Life in Lagos moves at obscene speeds. This bustling Metropolis, home to more than a million souls from all races and extractions, from glory hunters to thrill seekers, optimists with grand delusions of fortune, realists who just want to get by. From all corners of the country and the continent, they pour in by the thousands. Combine that with the innumerable elements that constitute city life and what do you get? A huge sprawling mess, a circus if you will, complete with innumerable clowns in all their motley.

This is not to say that it is all bad. Lagosians more than anybody know how to have fun. The Party capital of the world(in my opinion), you’re never far from a good time in Lagos if you know where to look. You do not necessarily have to be boxed up to enjoy your life, the city affords different opportunities to everybody regardless of financial status. From your average beer parlour setting with vivacious live bands on weekends, to the rarefied environments of the country clubs accessible only to the one percent, to the various nightclubs bustling with beautiful men and women with dubious intentions, Lagos truly has something for everyone.

And beaches. There’s a beach for nearly every letter of the alphabet. It’s a city where anything can happen at any given time. Events can move from the sublime to the ridiculous and back again in an instant. From the mid level executives who crawl along in the city’s peculiar brand of traffic jams in their Honda’s and Toyota’s, to the self important Lagos Big Men, who move around with scores of armed men in convoys five cars long, blaring their importance to anyone unfortunate enough to have their glasses wound down, to the pedestrians in a constant hurry to catch the last danfo or okada, you have a truly unmatched propensity for disaster, flashpoints that can ignite at any given second.

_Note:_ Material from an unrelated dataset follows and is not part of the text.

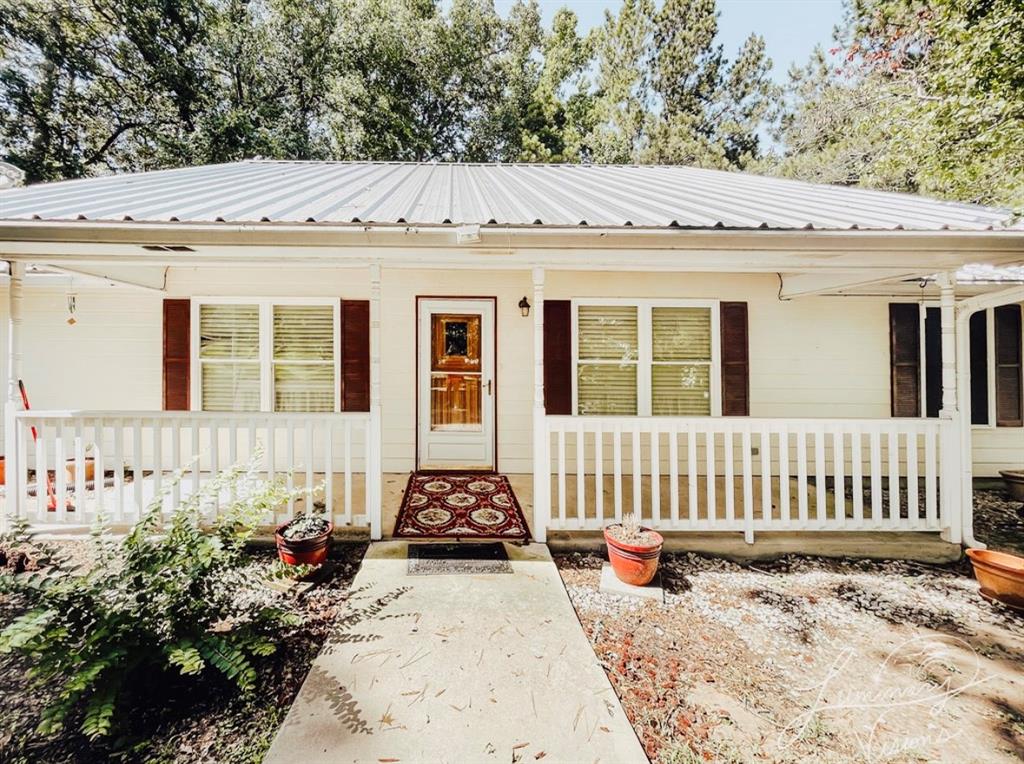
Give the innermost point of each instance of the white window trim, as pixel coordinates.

And ignite they do. A Lagos morning is rarely complete without you seeing a brouhaha of some sort between any set of parties, more interested in proving that the other person’s father is a bastard than any useful conflict resolution. As an uninvolved bystander, standing a few feet away, you run the unique risk of getting bottle fragments in your face if things get too heated.

Not to be left out are the various classes of armed men who parade themselves as law enforcement, god help the individuals who find themselves in their grasp. Best case scenario, you leave the scene a few thousand naira poorer, worst case, you’re in an unmarked van heading to heaven knows where, testing the efficacy of your mother’s prayers.

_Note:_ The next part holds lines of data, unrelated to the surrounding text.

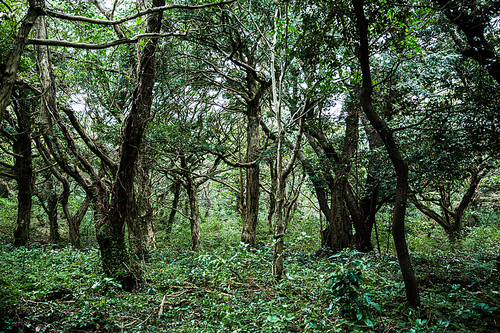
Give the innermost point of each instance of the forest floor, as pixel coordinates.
(232, 290)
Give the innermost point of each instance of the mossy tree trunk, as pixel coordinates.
(24, 172)
(400, 166)
(116, 259)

A true melting pot of distinct elements with their different tempers, Lagos provides a truly unique experience. It’s good, it’s bad, it’s full of ups and downs, but it’s never boring. It offers opportunities for just about anything, the possibilities are truly endless. If there’s nothing, there’s always that seemingly irrepressible hope that things can get better. Except you’re an Arsenal fan of course. Those are doomed forever.